Microbenchmarking Chipsets for Giggles
Who cares, it's fun
Motherboard chipsets have taken on fewer and fewer performance critical functions over time. In the Athlon 64 era, integrated memory controllers took the chipset out of the DRAM access path. In the early 2010s, CPUs like Intel’s Sandy Bridge brought PCIe lanes onto the CPU, letting it interface with a GPU without chipset involvement. Chipsets today still host a lot of important IO capabilities, but they’ve become a footnote in the performance equation. Benchmarking a chipset won’t be useful, but a topic doesn’t have to be useful in order to be fun. And I do think it’ll be fun to test chipset latency.
Testing the Chipset
I’m using Nemes’s Vulkan-based GPU benchmark suite here, but with some modifications that let me allocate memory with the VK_MEMORY_PROPERTY_HOST_COHERENT_BIT set, and the VK_MEMORY_PROPERTY_DEVICE_LOCAL_BIT unset. That gives me a buffer allocated out of host memory. Then, I can run the Vulkan latency test against host memory, giving me GPU memory access latency over PCIe. The GPU in play doesn’t matter here, because I’m concerned with latency differences between using CPU PCIe slots and the southbridge ones. I’m using Nvidia’s T1000 because it’s a single slot card and can fit into the bottom PCIe slot in my various systems. All of the systems below run Windows 10, except for the FX-8350 system, which I have running Windows Server 2016. I’m using the latest drivers available for those operating systems, which would be 553.50 on Windows 10 and 475.14 on Windows Server 2016.

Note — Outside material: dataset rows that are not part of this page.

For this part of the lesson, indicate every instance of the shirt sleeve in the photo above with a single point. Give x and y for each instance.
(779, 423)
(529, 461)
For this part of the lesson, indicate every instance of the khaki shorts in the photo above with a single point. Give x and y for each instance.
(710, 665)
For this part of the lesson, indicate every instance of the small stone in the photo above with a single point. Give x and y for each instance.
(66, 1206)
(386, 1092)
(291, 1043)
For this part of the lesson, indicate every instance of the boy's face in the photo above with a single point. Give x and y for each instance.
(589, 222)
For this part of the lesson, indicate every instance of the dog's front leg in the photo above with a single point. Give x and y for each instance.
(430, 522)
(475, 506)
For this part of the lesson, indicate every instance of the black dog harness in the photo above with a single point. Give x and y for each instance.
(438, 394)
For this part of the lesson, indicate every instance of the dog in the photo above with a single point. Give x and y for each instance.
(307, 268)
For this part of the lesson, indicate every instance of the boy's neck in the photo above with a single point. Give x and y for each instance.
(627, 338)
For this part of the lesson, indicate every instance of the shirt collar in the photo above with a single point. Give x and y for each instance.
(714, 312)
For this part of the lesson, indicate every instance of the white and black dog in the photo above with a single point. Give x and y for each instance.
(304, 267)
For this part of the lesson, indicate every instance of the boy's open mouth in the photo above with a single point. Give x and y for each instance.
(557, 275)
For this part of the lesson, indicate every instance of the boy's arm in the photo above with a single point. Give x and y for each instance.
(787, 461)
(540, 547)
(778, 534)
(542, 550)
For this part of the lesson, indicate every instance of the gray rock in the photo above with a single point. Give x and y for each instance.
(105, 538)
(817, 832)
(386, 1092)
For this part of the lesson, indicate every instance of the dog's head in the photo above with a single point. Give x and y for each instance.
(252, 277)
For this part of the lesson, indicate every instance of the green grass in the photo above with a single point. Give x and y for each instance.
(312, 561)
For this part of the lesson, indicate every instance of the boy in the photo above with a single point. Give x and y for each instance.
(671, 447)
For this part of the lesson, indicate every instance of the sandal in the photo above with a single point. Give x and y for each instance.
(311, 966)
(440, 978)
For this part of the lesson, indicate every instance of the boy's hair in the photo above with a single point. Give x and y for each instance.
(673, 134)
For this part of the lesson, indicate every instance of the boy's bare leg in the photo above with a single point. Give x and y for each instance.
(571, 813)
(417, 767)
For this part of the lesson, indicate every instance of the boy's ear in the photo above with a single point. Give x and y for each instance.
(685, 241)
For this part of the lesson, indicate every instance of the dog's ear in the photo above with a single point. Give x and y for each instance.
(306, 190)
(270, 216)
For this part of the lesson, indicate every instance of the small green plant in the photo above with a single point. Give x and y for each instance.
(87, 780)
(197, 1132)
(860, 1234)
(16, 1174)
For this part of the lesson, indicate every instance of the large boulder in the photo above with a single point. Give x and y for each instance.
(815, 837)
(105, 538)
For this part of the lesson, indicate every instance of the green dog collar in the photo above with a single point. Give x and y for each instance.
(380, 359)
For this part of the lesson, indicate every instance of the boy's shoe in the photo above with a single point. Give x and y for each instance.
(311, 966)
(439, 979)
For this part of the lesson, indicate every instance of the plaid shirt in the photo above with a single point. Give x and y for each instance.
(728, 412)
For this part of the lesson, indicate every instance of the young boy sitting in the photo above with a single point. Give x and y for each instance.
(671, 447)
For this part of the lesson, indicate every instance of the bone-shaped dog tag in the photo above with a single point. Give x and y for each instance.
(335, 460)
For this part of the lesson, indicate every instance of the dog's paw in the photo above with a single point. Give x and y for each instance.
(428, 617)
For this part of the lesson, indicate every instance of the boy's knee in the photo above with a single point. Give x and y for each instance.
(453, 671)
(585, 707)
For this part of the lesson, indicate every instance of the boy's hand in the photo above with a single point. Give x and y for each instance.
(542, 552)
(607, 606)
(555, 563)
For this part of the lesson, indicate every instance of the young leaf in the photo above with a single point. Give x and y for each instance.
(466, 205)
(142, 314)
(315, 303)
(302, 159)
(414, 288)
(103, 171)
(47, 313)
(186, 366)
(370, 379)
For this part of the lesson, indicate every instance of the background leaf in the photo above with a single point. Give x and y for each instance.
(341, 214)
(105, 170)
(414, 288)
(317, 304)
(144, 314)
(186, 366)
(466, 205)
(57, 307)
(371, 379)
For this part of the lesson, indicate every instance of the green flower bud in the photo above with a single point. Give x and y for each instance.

I also tried testing in the other direction by having the CPU access GPU device memory. Nemes actually does that for her Vulkan uplink latency test. However, I hit unexplainable inflection points when testing across a range of test sizes. Windows performance metrics indicated a ton of page faults at larger test sizes, perhaps hinting at driver intervention. Investigating that is a rabbit hole I don’t want to go down, and the CPU to VRAM access behavior I observed with the T1000 didn’t apply in the same way across different GPUs. I’ll therefore be focusing on GPU to host memory access latency, though I’ll leave a footnote at the end for CPU-side results.
Cache Bandwidth and Probes
Setting the VK_MEMORY_PROPERTY_HOST_COHERENT_BIT means writes can be made visible between the CPU and GPU without explicit cache flush and invalidate commands. With the T1000, this has the strange side effect of causing a lot of probe traffic even when the GPU hits its own caches. GPU cache hit bandwidth can be constrained depending on platform configuration, possibly depending on probe throughput. AMD’s old Piledriver CPU has northbridge performance events that can track probe results. These events show a flood of probes when the test goes through small sizes that fit within the T1000’s caches. Probe activity dips when the test reaches larger sizes and bandwidth is constrained by the PCIe link.
There’s a lot of mysteries here. Probes work at cacheline granularity, and AMD’s 15h BKDG makes that clear. But probe rate suggests the T1000 is initiating a probe for every 512 bytes of cache hits, not every 64. Another mystery is why cache hit latency appears unaffected.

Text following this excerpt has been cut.